Several biological factors could affect ctDNA concentration. Especially tumor volume is of interest as it may reflect tumor burden and actual disease status through correlation with ctDNA concentration. Simultaneously, tumor characteristics such as histological grade, localization, growth pattern, growth rate, and degree of vascularization possibly complicate reliable monitoring of tumor burden by ctDNA quantification, as these factors might affect ctDNA release into the bloodstream all differently [44, 48]. However, in a series of 117 patients with primary HNSCC, no significant correlation was found between gender, tumor stage, site, and plasma ctDNA concentration detected by touchdown PCR [49]. Interestingly, in our study, the highest amount of ctDNA was detected in plasma from the patient that harbored the largest tumor diameter of all six included patients. This tumor also had a poor histological differentiation grade with vascular invasion. At the other end, the lowest amount of ctDNA was detected in plasma from the patient with the smallest tumor diameter and without vascular invasion. However, we studied and compared plasma samples retrieved at one time point from a rather small group of high-stage HNSCC patients with presumably greater tumor burden and plasma ctDNA concentrations.
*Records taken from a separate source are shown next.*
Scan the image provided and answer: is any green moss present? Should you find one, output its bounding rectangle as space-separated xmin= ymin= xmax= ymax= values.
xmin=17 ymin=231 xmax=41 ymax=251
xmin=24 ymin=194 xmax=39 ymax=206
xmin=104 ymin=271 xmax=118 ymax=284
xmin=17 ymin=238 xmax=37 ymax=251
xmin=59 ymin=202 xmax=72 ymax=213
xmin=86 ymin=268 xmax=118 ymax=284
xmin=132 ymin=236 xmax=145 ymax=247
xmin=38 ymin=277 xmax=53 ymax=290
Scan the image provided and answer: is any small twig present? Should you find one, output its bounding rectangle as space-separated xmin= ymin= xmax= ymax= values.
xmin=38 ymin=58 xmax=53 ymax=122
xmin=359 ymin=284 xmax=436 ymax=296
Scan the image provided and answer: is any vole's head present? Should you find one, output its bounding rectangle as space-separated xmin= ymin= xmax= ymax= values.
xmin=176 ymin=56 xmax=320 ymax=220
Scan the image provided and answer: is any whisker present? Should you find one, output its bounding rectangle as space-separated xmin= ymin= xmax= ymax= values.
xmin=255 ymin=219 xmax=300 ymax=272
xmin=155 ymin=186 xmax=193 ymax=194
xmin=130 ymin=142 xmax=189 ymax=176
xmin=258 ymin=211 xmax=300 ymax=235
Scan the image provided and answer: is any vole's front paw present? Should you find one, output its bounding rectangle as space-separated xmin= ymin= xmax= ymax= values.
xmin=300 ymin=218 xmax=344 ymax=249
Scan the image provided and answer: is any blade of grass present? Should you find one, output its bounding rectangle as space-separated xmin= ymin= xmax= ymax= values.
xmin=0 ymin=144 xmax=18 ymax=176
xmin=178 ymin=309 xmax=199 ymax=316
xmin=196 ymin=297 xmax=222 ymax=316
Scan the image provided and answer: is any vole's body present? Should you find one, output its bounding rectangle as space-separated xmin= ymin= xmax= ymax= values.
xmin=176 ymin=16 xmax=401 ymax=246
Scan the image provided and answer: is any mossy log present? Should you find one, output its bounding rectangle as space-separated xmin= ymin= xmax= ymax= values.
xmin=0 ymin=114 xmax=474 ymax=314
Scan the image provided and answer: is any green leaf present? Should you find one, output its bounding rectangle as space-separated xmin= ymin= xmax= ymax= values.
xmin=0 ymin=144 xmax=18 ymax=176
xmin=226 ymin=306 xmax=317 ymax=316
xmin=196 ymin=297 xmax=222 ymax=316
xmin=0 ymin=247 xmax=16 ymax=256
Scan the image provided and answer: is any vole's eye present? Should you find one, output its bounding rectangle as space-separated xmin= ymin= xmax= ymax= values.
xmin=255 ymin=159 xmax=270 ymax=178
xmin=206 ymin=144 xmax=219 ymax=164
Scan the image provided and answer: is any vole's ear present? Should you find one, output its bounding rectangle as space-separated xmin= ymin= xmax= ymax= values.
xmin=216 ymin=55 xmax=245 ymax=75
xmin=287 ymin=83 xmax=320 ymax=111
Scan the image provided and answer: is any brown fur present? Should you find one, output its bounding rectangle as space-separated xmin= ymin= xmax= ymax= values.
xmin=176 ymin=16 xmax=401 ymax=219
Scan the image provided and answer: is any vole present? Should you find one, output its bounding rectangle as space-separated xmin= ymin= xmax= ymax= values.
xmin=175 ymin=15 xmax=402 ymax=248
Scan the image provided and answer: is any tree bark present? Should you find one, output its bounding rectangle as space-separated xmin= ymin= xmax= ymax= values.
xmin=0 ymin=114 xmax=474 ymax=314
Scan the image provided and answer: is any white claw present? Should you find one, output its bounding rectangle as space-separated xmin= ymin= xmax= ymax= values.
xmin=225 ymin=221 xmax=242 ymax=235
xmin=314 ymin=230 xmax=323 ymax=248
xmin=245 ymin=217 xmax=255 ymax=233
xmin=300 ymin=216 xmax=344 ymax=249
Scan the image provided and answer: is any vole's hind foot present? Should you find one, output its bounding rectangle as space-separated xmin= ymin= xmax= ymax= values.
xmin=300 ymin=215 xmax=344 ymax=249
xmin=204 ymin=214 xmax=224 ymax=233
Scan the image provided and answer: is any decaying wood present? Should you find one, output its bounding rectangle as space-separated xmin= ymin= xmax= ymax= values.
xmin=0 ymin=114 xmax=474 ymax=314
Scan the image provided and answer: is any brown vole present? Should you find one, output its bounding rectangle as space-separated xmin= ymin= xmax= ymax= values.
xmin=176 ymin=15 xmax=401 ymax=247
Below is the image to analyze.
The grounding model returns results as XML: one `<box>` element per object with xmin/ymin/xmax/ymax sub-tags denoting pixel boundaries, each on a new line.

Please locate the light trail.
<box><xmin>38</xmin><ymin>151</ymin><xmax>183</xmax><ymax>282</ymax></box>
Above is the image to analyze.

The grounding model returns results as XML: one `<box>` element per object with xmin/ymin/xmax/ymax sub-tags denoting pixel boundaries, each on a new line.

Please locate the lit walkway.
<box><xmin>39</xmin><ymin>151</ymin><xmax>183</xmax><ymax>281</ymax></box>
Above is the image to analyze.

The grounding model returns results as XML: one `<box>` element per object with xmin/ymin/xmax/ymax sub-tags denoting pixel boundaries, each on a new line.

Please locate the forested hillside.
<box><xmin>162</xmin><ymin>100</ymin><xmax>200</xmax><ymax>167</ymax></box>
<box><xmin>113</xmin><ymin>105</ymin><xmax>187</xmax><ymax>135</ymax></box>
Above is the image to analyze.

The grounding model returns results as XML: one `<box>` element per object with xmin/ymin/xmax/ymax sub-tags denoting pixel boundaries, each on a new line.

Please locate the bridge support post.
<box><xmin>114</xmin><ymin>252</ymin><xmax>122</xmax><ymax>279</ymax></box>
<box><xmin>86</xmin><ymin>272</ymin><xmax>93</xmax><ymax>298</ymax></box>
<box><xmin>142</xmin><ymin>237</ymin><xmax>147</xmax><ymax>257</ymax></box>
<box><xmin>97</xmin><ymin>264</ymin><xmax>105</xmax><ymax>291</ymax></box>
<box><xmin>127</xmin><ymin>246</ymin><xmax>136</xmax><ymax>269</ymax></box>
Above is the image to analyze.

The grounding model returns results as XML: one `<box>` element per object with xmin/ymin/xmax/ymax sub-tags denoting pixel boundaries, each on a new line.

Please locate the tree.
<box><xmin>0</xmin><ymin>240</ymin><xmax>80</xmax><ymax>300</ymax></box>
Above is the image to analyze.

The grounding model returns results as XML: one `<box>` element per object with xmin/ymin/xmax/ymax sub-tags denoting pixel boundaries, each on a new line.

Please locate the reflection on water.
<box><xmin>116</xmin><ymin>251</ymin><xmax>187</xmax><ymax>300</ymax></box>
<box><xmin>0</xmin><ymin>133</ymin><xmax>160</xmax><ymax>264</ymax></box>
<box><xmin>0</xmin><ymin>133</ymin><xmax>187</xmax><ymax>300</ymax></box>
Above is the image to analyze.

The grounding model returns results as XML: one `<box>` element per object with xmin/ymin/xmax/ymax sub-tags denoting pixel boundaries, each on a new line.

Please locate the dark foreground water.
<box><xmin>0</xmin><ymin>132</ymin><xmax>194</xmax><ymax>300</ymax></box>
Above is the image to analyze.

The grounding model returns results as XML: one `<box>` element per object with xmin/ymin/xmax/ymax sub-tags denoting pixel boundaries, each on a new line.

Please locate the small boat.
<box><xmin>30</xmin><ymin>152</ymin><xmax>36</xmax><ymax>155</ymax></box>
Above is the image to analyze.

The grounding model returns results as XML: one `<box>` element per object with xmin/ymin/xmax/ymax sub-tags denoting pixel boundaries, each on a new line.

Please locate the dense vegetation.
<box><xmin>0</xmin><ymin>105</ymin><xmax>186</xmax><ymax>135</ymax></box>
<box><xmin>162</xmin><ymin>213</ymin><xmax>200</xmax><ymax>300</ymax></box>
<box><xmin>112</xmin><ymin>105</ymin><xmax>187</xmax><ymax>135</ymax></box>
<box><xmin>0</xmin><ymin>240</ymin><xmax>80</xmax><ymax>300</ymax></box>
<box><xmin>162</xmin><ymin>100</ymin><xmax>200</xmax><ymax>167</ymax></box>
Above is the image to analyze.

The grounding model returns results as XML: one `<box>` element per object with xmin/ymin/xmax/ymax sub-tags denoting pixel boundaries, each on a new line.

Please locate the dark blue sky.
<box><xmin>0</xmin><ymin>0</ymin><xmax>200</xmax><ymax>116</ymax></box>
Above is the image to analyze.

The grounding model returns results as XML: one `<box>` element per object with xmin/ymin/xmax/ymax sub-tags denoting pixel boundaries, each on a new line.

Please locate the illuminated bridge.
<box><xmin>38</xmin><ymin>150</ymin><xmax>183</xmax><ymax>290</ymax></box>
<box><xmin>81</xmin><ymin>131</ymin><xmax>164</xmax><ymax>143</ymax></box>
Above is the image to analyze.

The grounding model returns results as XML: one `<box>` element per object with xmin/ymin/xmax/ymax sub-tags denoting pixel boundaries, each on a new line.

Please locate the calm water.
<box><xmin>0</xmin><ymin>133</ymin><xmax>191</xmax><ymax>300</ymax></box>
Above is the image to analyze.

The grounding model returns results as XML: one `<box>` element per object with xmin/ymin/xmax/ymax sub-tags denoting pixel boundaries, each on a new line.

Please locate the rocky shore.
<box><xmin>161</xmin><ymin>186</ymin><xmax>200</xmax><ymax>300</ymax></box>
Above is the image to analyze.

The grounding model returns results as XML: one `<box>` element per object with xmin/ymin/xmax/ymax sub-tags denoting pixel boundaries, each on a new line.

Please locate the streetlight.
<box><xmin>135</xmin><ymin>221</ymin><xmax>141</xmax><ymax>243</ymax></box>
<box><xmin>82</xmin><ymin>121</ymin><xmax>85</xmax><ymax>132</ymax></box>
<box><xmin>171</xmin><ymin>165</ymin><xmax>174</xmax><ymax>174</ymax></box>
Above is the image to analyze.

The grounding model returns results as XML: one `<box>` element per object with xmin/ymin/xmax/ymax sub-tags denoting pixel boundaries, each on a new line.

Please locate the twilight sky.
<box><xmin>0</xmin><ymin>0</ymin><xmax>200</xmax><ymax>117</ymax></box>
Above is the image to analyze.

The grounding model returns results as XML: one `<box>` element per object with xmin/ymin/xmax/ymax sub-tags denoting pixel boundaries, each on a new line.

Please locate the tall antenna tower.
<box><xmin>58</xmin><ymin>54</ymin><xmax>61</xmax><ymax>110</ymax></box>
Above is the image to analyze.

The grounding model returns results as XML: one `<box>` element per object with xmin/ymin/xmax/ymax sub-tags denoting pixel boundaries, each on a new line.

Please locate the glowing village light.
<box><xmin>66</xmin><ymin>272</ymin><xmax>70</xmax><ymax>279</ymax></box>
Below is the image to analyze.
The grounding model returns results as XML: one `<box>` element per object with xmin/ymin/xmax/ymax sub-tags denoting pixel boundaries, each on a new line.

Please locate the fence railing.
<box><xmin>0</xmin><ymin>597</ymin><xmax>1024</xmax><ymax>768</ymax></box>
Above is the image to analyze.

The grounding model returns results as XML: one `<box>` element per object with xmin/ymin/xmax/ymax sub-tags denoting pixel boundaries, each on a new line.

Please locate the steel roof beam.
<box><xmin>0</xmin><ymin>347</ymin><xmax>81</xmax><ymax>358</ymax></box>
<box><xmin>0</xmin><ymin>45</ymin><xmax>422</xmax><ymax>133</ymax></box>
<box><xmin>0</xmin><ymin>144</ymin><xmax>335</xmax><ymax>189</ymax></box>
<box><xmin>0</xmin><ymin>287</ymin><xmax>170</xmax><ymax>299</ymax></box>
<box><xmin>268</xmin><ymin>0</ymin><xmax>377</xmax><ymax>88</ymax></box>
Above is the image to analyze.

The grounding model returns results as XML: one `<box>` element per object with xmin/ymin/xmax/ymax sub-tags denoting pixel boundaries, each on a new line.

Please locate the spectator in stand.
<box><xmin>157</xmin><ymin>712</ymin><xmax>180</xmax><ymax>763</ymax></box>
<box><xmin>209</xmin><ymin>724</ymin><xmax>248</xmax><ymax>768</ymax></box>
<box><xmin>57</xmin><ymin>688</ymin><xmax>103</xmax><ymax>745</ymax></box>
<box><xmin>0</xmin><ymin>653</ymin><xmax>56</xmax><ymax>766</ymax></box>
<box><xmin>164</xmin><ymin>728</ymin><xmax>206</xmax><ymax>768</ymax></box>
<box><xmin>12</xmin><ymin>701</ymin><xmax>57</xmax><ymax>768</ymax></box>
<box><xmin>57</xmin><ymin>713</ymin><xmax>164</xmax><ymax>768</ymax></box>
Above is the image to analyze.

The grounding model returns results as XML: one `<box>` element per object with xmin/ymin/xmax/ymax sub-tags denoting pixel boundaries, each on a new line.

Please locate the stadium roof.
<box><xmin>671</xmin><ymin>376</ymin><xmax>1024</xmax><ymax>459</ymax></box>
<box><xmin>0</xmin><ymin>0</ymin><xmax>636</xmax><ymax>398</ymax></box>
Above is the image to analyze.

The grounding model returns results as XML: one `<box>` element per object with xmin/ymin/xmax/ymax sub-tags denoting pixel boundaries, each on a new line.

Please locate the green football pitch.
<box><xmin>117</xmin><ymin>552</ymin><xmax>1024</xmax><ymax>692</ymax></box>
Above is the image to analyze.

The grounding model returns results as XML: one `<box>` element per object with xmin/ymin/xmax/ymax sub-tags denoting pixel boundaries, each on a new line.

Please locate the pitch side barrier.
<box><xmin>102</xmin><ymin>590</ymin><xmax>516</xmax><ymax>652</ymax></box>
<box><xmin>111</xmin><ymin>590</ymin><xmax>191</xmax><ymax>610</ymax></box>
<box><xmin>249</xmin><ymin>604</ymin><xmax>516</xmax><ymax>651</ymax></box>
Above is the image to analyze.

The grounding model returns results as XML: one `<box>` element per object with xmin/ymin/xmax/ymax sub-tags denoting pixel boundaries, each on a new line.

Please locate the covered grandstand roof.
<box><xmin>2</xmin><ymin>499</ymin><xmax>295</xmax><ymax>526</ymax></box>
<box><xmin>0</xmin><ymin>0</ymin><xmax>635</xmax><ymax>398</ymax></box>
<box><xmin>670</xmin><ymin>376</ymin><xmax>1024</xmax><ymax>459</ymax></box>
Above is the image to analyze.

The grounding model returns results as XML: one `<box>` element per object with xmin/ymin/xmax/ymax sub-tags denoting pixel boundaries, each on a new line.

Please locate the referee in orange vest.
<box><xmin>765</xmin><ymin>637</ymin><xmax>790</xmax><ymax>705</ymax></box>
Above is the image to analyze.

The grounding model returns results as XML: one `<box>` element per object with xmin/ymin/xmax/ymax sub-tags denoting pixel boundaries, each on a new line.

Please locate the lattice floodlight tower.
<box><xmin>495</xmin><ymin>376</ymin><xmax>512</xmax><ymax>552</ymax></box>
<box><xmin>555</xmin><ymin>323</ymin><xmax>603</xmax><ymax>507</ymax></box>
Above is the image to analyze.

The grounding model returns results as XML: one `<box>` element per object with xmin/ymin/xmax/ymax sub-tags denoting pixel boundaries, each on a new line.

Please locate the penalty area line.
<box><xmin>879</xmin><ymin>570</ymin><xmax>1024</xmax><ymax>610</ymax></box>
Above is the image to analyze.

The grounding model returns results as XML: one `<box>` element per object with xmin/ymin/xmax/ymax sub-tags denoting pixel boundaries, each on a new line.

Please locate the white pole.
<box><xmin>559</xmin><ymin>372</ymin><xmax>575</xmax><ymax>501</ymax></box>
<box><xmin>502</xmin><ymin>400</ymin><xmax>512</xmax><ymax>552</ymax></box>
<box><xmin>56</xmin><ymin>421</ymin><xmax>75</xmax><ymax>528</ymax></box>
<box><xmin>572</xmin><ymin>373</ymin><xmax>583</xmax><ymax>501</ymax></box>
Therefore, serial ctDNA quantification in clinical patients diagnosed with primary HNSCC of all stages is needed to clarify its significance for posttreatment disease monitoring and the possible advantages of its specific application with respect to early tumor detection in relation to current clinical diagnostics [50]. Tumor heterogeneity could further complicate monitoring tumor burden through ctDNA detection, because intratumoral heterogeneity of the primary tumor induces branched tumor evolution of subclonal populations harboring different molecular alterations [51]. This could lead to increased clonal heterogeneity between primary tumor and matched metastatic or recurrent tumors, risking mistargeting of ctDNA. However, as early driver TP53 mutations show high concordance between primary and recurrent and/or metastatic tumors, these may hold promise as most reliable targets for ctDNA detection and for early tumor detection of HNSCC recurrences [21].

Conclusion

The detection of tumor specific TP53 mutations in ctDNA from HNSCC using a ddPCR is technically feasible and provide ground for further research on ctDNA quantification to be used as a diagnostic biomarker in the posttreatment surveillance of HNSCC patients.